Inchiesta sul Centro di permanenza di Palazzo San Gervasio: indagata una donna di Pontecagnano

Nell’inchiesta sul Centro di permanenza per i rimpatri di Palazzo San Gervasio, in provincia di Potenza, nella quale la Procura lucana guidata da Francesco Curcio contesta almeno 35 casi di maltrattamenti che i migranti trattenuti nella struttura hanno subito, soprattutto con la somministrazione di farmaci, c’è anche una indagata di Pontecagnano Faiano.
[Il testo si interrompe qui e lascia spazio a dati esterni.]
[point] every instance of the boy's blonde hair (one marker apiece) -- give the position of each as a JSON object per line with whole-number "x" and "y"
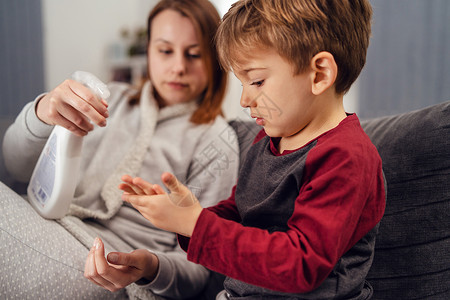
{"x": 298, "y": 30}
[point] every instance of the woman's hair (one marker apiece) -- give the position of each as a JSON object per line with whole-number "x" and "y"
{"x": 297, "y": 30}
{"x": 205, "y": 19}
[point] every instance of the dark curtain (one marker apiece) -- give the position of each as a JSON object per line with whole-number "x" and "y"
{"x": 21, "y": 54}
{"x": 408, "y": 62}
{"x": 21, "y": 62}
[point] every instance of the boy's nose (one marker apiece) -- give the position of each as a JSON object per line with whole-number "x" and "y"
{"x": 246, "y": 100}
{"x": 179, "y": 65}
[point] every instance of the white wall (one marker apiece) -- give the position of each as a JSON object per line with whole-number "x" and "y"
{"x": 78, "y": 36}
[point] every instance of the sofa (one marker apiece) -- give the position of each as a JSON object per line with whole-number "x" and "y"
{"x": 412, "y": 252}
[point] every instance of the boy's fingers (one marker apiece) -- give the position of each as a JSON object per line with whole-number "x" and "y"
{"x": 172, "y": 183}
{"x": 123, "y": 259}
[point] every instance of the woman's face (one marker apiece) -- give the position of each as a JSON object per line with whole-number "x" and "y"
{"x": 176, "y": 67}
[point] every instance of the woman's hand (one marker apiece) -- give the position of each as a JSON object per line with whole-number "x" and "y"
{"x": 176, "y": 212}
{"x": 119, "y": 269}
{"x": 73, "y": 106}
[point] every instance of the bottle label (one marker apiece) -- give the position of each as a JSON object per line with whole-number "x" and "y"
{"x": 43, "y": 181}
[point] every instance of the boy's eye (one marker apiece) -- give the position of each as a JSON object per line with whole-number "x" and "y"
{"x": 257, "y": 83}
{"x": 193, "y": 55}
{"x": 165, "y": 51}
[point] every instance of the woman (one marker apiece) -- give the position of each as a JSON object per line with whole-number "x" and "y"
{"x": 173, "y": 124}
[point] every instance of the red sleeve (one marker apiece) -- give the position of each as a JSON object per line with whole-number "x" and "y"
{"x": 225, "y": 209}
{"x": 335, "y": 208}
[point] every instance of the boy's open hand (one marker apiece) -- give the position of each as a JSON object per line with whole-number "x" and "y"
{"x": 176, "y": 212}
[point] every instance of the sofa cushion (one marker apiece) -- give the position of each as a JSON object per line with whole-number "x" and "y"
{"x": 412, "y": 256}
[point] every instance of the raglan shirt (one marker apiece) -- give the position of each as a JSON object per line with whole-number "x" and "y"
{"x": 300, "y": 223}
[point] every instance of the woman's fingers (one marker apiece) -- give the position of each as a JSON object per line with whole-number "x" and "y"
{"x": 73, "y": 106}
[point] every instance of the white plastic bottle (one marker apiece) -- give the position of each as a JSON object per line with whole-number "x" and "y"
{"x": 52, "y": 184}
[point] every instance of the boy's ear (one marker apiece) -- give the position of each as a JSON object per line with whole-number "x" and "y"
{"x": 324, "y": 72}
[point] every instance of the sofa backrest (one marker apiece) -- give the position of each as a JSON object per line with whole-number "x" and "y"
{"x": 412, "y": 252}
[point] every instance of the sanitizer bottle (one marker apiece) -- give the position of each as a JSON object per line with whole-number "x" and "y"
{"x": 53, "y": 182}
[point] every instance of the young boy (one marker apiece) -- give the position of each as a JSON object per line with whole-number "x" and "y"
{"x": 302, "y": 219}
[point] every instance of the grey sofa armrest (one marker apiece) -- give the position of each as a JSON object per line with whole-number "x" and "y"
{"x": 412, "y": 254}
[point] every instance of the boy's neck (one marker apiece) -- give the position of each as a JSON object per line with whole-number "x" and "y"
{"x": 331, "y": 114}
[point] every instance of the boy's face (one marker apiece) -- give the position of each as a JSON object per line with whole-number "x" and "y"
{"x": 279, "y": 100}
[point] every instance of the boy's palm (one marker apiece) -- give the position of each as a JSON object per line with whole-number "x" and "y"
{"x": 176, "y": 212}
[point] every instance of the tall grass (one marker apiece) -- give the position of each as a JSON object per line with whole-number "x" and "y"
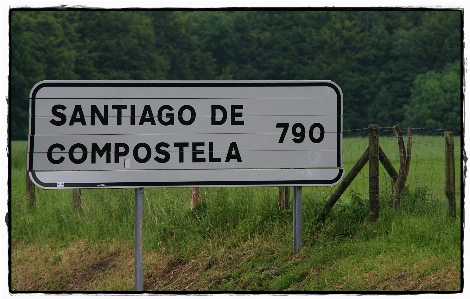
{"x": 231, "y": 218}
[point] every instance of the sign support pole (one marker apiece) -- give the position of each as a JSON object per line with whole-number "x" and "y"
{"x": 139, "y": 239}
{"x": 297, "y": 213}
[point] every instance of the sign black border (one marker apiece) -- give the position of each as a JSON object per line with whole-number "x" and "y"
{"x": 164, "y": 83}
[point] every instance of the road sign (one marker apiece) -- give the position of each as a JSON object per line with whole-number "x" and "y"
{"x": 105, "y": 134}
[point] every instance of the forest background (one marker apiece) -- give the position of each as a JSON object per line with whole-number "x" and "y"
{"x": 395, "y": 67}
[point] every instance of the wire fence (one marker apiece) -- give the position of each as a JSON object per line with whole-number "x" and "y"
{"x": 427, "y": 167}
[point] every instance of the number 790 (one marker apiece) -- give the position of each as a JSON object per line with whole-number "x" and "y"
{"x": 298, "y": 131}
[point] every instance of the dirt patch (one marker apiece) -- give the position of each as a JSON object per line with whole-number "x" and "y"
{"x": 79, "y": 267}
{"x": 447, "y": 279}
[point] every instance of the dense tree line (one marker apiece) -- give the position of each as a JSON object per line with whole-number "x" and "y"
{"x": 394, "y": 67}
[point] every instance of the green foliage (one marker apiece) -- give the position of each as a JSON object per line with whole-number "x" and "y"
{"x": 436, "y": 99}
{"x": 387, "y": 63}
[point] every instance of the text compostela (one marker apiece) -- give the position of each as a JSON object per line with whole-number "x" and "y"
{"x": 166, "y": 115}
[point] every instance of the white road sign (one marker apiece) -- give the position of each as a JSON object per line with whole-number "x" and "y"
{"x": 105, "y": 134}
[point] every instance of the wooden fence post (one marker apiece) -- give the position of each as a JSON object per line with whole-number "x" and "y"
{"x": 30, "y": 192}
{"x": 77, "y": 199}
{"x": 374, "y": 205}
{"x": 194, "y": 197}
{"x": 450, "y": 173}
{"x": 405, "y": 158}
{"x": 283, "y": 201}
{"x": 343, "y": 186}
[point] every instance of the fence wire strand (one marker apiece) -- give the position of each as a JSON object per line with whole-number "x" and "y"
{"x": 427, "y": 165}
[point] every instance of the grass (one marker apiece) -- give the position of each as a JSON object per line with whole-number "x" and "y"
{"x": 237, "y": 240}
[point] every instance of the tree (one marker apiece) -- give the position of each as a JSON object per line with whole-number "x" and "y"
{"x": 436, "y": 99}
{"x": 120, "y": 46}
{"x": 39, "y": 50}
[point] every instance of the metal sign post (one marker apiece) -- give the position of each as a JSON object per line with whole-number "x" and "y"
{"x": 297, "y": 213}
{"x": 140, "y": 134}
{"x": 139, "y": 239}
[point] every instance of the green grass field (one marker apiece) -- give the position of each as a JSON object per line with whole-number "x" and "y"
{"x": 238, "y": 240}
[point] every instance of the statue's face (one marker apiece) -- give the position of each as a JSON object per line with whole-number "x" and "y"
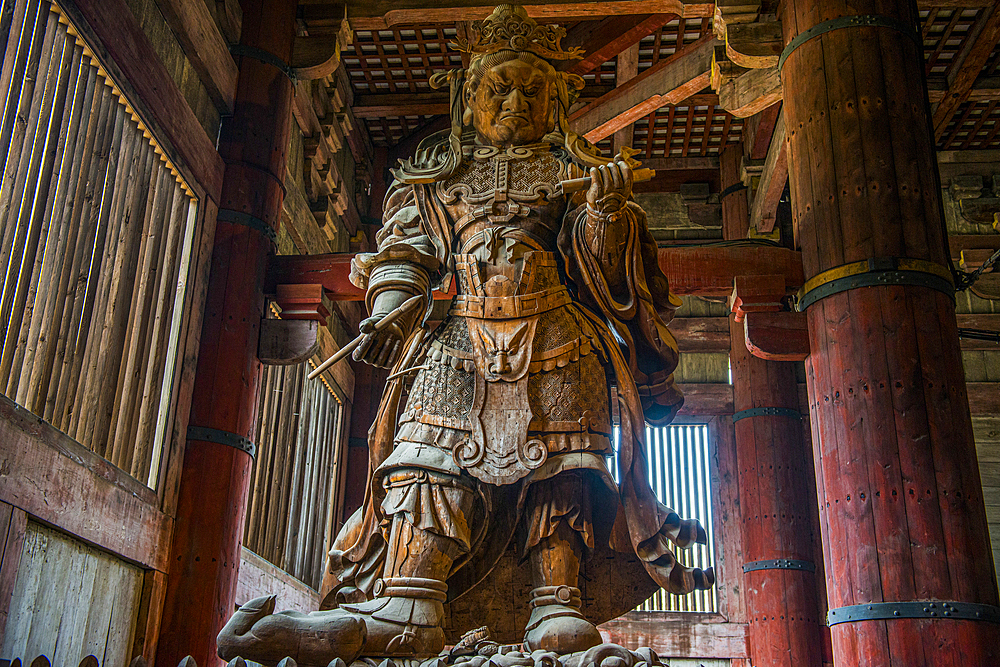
{"x": 513, "y": 104}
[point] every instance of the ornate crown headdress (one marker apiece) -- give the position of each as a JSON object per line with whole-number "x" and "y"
{"x": 509, "y": 27}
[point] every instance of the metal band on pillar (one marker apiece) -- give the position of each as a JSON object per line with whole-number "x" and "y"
{"x": 220, "y": 437}
{"x": 874, "y": 272}
{"x": 933, "y": 609}
{"x": 863, "y": 21}
{"x": 780, "y": 564}
{"x": 264, "y": 57}
{"x": 247, "y": 220}
{"x": 766, "y": 412}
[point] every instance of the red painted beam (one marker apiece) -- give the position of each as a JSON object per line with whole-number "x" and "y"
{"x": 698, "y": 270}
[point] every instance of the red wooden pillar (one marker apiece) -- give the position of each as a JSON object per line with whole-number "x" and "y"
{"x": 901, "y": 506}
{"x": 205, "y": 552}
{"x": 776, "y": 487}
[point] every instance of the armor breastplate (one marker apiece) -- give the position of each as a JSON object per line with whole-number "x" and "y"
{"x": 514, "y": 188}
{"x": 513, "y": 371}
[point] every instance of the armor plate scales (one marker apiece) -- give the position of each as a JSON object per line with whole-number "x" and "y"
{"x": 511, "y": 377}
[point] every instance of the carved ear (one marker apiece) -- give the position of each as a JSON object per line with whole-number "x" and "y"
{"x": 574, "y": 84}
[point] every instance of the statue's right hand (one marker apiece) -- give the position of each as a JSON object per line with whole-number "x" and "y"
{"x": 379, "y": 348}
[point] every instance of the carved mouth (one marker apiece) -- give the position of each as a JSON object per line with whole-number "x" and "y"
{"x": 519, "y": 118}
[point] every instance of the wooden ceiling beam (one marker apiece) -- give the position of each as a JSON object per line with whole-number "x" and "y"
{"x": 604, "y": 40}
{"x": 984, "y": 89}
{"x": 384, "y": 105}
{"x": 772, "y": 182}
{"x": 696, "y": 270}
{"x": 967, "y": 70}
{"x": 670, "y": 81}
{"x": 381, "y": 14}
{"x": 626, "y": 69}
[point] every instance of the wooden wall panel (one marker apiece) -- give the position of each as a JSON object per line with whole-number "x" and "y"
{"x": 70, "y": 601}
{"x": 258, "y": 577}
{"x": 987, "y": 434}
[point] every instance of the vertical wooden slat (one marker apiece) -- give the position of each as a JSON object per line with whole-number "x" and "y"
{"x": 13, "y": 211}
{"x": 16, "y": 48}
{"x": 23, "y": 73}
{"x": 44, "y": 255}
{"x": 297, "y": 488}
{"x": 315, "y": 436}
{"x": 78, "y": 352}
{"x": 155, "y": 376}
{"x": 122, "y": 185}
{"x": 48, "y": 325}
{"x": 73, "y": 283}
{"x": 127, "y": 398}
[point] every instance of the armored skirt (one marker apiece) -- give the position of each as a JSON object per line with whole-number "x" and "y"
{"x": 511, "y": 403}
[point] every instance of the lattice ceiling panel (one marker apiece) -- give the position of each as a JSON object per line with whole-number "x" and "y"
{"x": 945, "y": 32}
{"x": 686, "y": 130}
{"x": 667, "y": 40}
{"x": 992, "y": 67}
{"x": 974, "y": 126}
{"x": 390, "y": 130}
{"x": 400, "y": 60}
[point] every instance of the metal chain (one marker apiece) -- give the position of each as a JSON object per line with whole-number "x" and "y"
{"x": 966, "y": 279}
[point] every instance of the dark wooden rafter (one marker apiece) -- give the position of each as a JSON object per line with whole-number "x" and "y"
{"x": 627, "y": 67}
{"x": 205, "y": 47}
{"x": 605, "y": 39}
{"x": 381, "y": 14}
{"x": 970, "y": 63}
{"x": 670, "y": 81}
{"x": 772, "y": 182}
{"x": 699, "y": 270}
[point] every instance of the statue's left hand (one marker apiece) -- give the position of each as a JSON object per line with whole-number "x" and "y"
{"x": 383, "y": 346}
{"x": 610, "y": 187}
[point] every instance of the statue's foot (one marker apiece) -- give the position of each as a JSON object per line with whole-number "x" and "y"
{"x": 556, "y": 623}
{"x": 406, "y": 621}
{"x": 256, "y": 633}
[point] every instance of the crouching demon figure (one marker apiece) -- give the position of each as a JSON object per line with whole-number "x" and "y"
{"x": 490, "y": 502}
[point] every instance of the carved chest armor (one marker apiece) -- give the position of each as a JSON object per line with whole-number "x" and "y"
{"x": 511, "y": 377}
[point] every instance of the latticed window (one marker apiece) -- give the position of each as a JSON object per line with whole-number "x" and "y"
{"x": 678, "y": 460}
{"x": 294, "y": 485}
{"x": 95, "y": 236}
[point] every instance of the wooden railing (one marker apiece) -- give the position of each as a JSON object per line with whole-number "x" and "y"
{"x": 294, "y": 483}
{"x": 95, "y": 235}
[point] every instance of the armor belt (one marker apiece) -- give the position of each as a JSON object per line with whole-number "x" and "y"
{"x": 510, "y": 307}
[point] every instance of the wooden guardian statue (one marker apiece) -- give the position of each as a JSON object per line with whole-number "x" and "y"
{"x": 490, "y": 501}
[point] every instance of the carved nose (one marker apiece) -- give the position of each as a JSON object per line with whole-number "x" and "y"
{"x": 500, "y": 364}
{"x": 514, "y": 101}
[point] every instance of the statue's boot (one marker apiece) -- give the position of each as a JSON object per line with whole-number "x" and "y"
{"x": 405, "y": 620}
{"x": 256, "y": 633}
{"x": 556, "y": 622}
{"x": 405, "y": 617}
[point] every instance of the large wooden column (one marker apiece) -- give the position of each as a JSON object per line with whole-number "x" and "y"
{"x": 901, "y": 507}
{"x": 776, "y": 487}
{"x": 205, "y": 553}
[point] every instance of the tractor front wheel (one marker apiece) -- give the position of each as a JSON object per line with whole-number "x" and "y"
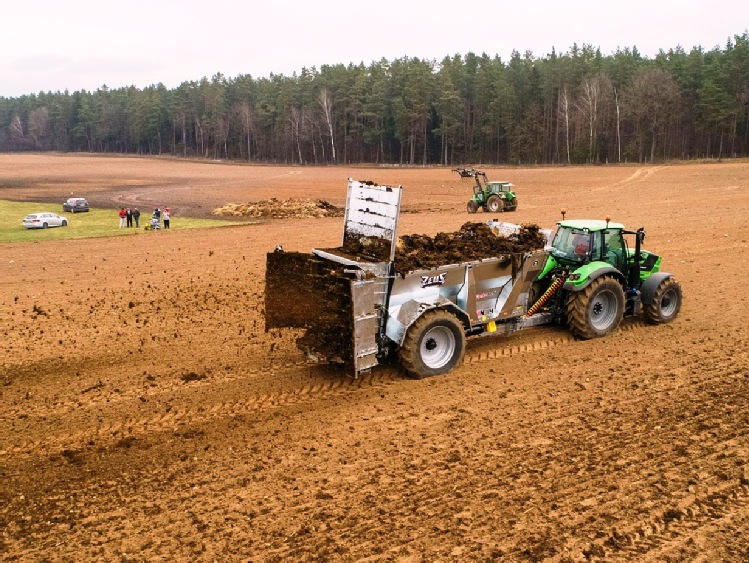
{"x": 666, "y": 302}
{"x": 596, "y": 310}
{"x": 434, "y": 344}
{"x": 494, "y": 203}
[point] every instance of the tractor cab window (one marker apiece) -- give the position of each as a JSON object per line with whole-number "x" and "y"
{"x": 614, "y": 248}
{"x": 571, "y": 244}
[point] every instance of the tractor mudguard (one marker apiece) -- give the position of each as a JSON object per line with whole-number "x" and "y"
{"x": 586, "y": 274}
{"x": 397, "y": 327}
{"x": 649, "y": 286}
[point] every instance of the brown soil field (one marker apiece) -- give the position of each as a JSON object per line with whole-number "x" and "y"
{"x": 146, "y": 414}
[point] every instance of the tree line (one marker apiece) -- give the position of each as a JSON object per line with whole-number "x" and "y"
{"x": 576, "y": 107}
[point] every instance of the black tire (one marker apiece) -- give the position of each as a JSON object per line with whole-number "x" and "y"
{"x": 596, "y": 310}
{"x": 494, "y": 204}
{"x": 666, "y": 303}
{"x": 434, "y": 344}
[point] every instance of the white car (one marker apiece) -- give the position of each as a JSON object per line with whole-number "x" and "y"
{"x": 44, "y": 220}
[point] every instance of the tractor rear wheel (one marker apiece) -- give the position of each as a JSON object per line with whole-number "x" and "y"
{"x": 596, "y": 310}
{"x": 666, "y": 302}
{"x": 434, "y": 344}
{"x": 494, "y": 203}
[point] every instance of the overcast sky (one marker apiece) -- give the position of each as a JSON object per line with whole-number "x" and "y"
{"x": 53, "y": 45}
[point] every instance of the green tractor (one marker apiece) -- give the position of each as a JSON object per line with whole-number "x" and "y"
{"x": 593, "y": 278}
{"x": 492, "y": 196}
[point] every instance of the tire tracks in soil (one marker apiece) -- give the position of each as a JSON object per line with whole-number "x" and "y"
{"x": 174, "y": 418}
{"x": 638, "y": 176}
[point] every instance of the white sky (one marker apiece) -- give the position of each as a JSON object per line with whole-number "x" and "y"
{"x": 53, "y": 45}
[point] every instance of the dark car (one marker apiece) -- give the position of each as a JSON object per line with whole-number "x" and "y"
{"x": 75, "y": 204}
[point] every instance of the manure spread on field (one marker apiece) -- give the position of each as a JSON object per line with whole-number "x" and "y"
{"x": 473, "y": 241}
{"x": 295, "y": 208}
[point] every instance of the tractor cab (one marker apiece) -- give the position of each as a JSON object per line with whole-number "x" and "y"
{"x": 579, "y": 245}
{"x": 581, "y": 242}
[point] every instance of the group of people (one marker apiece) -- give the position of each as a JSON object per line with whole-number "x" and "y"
{"x": 128, "y": 216}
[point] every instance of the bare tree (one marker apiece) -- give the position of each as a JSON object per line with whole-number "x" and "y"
{"x": 327, "y": 107}
{"x": 564, "y": 115}
{"x": 246, "y": 119}
{"x": 587, "y": 103}
{"x": 39, "y": 125}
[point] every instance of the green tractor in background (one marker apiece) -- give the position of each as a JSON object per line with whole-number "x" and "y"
{"x": 492, "y": 196}
{"x": 592, "y": 279}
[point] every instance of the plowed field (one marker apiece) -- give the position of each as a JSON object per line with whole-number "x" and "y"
{"x": 146, "y": 415}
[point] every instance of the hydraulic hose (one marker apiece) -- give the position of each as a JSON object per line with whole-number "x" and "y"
{"x": 552, "y": 289}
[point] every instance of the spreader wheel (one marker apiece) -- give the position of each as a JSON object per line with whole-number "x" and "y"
{"x": 666, "y": 303}
{"x": 434, "y": 344}
{"x": 596, "y": 310}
Si tratta di Paola Cianciulli, amministratore della Engel Italia srl, che opera appunto nel settore dell’accoglienza e gestore dal 22 dicembre 2017 per conto della Prefettura di Potenza del Centro di Permanenza e Rimpatri di Palazzo San Gervasio. A suo carico è stata disposta dal gip del tribunale di Potenza la misura cautelare del divieto temporaneo di esercitare imprese o uffici direttivi di persone giuridiche e imprese operanti in rapporti diretti o indiretti con la Pubblica Amministrazione, comprese le società Engel Italia e Martinina srl interdicendo in tutto le attività a essi inerenti per la durata di dodici mesi. Disposto anche il sequestro preventivo 383mila euro nella disponibilità di Engel Italia. Cianciulli, assieme a ad Alessandro Forlenza, direttore responsabile per conto della Engel Italia del Centro presso Palazzo San Gervasio, assieme a ad un dipendente con funzioni amministrative che non è al momento destinatario di misure, è accusata di aver commesso frode nell’esecuzione dei contratti di appalto stipulati con la Prefettura di Potenza.